THE DEAD WIFE'S HANDBOOK

by Hannah Beckerman

Pub Date: Jan. 6th, 2015
ISBN: 978-1-62872-450-9
Publisher: Arcade

Beckerman’s debut novel provides an intriguing tale of love after death and an insightful look at the bereavement process from both sides of the grave.

We meet Rachel somewhere in the afterworld—a silent white void—where she grieves her sudden death at age 36, which has stolen her future with her beloved husband, Max, and young daughter, Ellie. The ethereal whiteness sometimes dissipates and she has access to their world; she can watch them and listen to them, but she can't interact.

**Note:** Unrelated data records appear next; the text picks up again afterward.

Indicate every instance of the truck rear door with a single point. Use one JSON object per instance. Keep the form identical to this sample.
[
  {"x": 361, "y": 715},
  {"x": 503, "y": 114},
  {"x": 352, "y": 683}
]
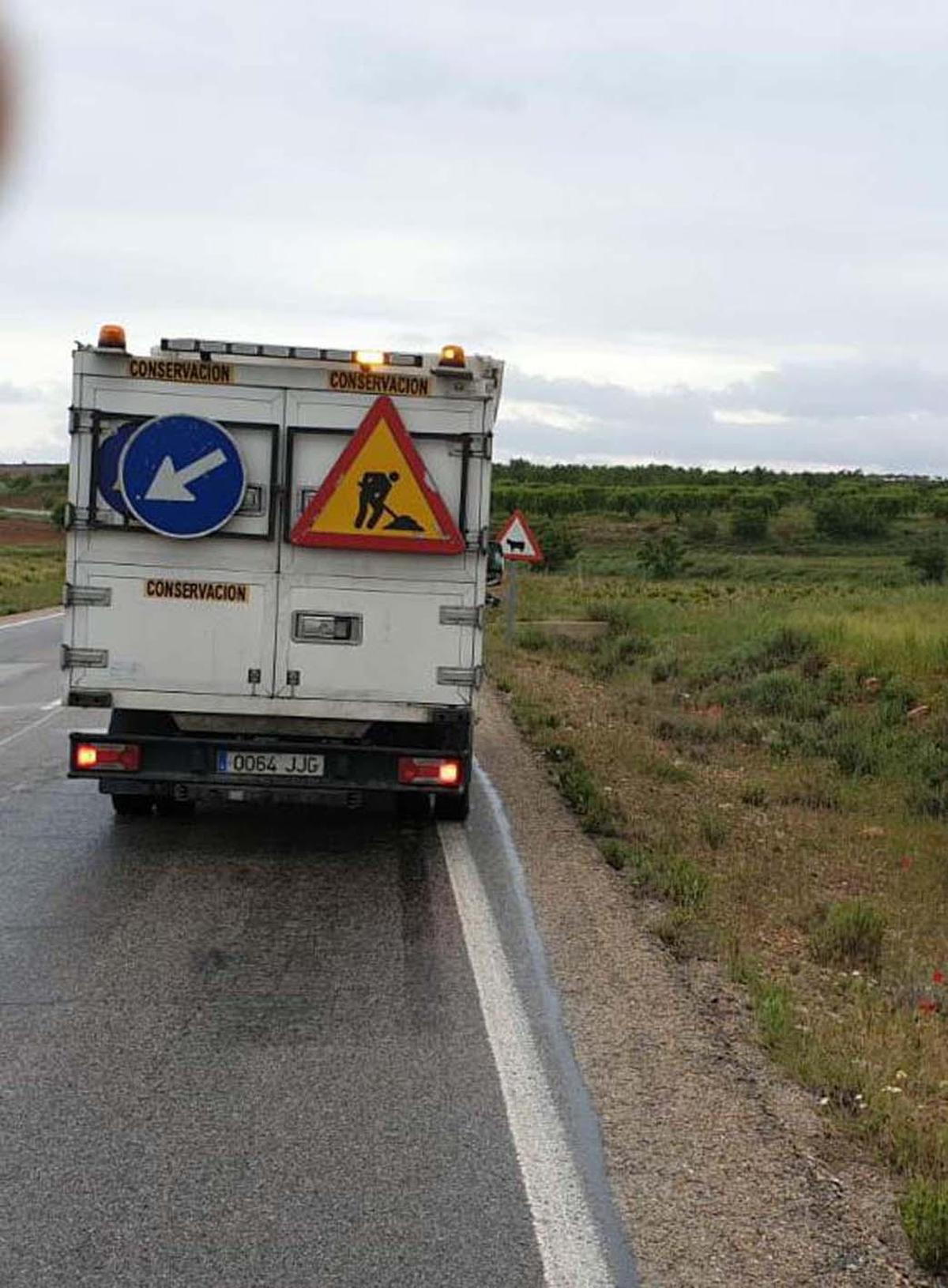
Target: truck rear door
[
  {"x": 171, "y": 615},
  {"x": 382, "y": 623}
]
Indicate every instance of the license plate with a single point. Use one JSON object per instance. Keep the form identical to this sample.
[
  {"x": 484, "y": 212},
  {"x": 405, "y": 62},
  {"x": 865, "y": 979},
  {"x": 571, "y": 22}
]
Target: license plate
[{"x": 278, "y": 764}]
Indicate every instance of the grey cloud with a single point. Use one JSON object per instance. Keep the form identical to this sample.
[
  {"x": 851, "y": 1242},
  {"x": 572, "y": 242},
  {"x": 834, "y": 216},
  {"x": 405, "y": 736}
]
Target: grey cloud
[
  {"x": 833, "y": 421},
  {"x": 13, "y": 394}
]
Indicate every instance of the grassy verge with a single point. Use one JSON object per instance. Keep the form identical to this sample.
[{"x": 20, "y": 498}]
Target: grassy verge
[
  {"x": 30, "y": 578},
  {"x": 769, "y": 758}
]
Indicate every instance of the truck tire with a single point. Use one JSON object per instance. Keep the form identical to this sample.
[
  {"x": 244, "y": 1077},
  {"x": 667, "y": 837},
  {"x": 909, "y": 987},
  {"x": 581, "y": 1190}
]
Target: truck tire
[
  {"x": 128, "y": 807},
  {"x": 453, "y": 808},
  {"x": 414, "y": 807}
]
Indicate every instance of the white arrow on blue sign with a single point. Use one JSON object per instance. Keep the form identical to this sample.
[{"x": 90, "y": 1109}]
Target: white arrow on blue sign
[{"x": 182, "y": 476}]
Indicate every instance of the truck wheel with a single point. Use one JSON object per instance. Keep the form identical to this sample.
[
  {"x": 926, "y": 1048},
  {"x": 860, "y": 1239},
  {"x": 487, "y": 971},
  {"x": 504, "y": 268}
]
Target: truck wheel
[
  {"x": 132, "y": 805},
  {"x": 453, "y": 808}
]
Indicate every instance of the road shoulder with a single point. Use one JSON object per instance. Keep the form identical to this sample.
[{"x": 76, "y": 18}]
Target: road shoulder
[{"x": 721, "y": 1169}]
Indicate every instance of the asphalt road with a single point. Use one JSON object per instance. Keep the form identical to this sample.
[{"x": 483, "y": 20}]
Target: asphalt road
[{"x": 275, "y": 1046}]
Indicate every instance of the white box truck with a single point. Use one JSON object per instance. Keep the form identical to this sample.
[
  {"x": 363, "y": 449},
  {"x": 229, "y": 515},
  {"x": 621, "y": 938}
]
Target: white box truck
[{"x": 277, "y": 560}]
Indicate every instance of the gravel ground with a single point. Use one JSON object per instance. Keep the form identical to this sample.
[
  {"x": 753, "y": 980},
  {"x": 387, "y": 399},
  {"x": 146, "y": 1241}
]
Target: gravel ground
[{"x": 724, "y": 1173}]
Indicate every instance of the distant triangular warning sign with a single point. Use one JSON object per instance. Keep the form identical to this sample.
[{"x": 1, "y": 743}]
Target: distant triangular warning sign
[
  {"x": 379, "y": 495},
  {"x": 518, "y": 541}
]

Worst of all, she still experiences the whole range of human emotions. Rachel feels a burden of sorrow for the pain her death causes her family, but she also feels loved and less isolated witnessing their sadness and feels jealousy when Max and Ellie begin to move on, creating new lives and finding new love. She dreads the day when she finds herself in the “corner of someone’s mind, neatly packed away in a box marked ‘Memories.’ ” Beckerman sensitively articulates the grieving process for Rachel and also for Max and Ellie. She draws from Elisabeth Kübler-Ross' On Death and Dying, titling five of her chapters after Kübler-Ross' five stages of grief. Beckerman makes no pretense of portraying an actual after-death experience, nor does she draw upon traditional spiritual beliefs about what exists after death. Instead, she uses the motif of the bleak, white afterlife as a place for Rachel to ponder her former existence and come to a deeper understanding of what her life meant, as well as a vantage point for readers to experience Max’s and Ellie's mourning.

Beckerman provides gentle instruction for her readers through what Rachel learns from death's journey. This is a touching, honest story of death—sad at times but not grim.